KONTAN.CO.ID - JAKARTA. Otoritas Jasa Keuangan (OJK) mencatat bahwa industri modal ventura mengalami kerugian sebesar Rp 35 miliar pada Juni 2024. Padahal, pada periode yang sama di tahun lalu laba industri modal ventura masih mengalami kenaikan hingga mencapai Rp 180 miliar. Menanggapi hal ini, Living Lab Ventures (LLV),
corporate venture capital dari Sinar Mas Land menyampaikan, meski secara industri modal ventura mengalami kerugian yang cukup besar, namun hal ini tidak selaras dengan kondisi laba LLV yang masih tumbuh positif. "Sampai dengan saat ini, kami masih bisa
manage laba dikisaran angka yang cukup sehat, kinerja kami masih tumbuh positif," kata Bayu saat ditemui
Kontan.co.id, di Sentral Senayan, Jakarta, Kamis (!2/9).

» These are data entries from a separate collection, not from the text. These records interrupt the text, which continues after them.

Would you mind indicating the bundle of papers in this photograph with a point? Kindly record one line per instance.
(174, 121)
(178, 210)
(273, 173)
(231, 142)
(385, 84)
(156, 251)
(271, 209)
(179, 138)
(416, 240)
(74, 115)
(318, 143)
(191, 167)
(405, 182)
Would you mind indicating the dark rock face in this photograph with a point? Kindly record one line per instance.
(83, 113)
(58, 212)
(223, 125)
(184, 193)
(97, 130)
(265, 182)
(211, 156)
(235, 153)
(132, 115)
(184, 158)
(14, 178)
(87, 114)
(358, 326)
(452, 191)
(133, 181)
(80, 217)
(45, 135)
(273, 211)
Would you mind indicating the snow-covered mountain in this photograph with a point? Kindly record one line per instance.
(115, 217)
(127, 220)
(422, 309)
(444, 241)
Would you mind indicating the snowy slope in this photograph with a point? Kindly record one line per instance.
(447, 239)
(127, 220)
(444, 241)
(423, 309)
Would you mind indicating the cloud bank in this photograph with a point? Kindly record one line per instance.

Sayangnya, ia belum bisa menyebutkan besaran laba LLV pada Agustus 2024, karena data tersebut harus diaudit terlebih dahulu. Bayu memprediksi bahwa laba tersebut berada di kisaran US$ 250 - US$ 300 juta. Menurutnya kondisi yang sehat ini didukung oleh sejumlah strategi yang dilakukan LLV, salah satunya yaitu dengan mengubah fokus investasi perusahaan dari sektor digital menjadi pendidikan dan kesehatan.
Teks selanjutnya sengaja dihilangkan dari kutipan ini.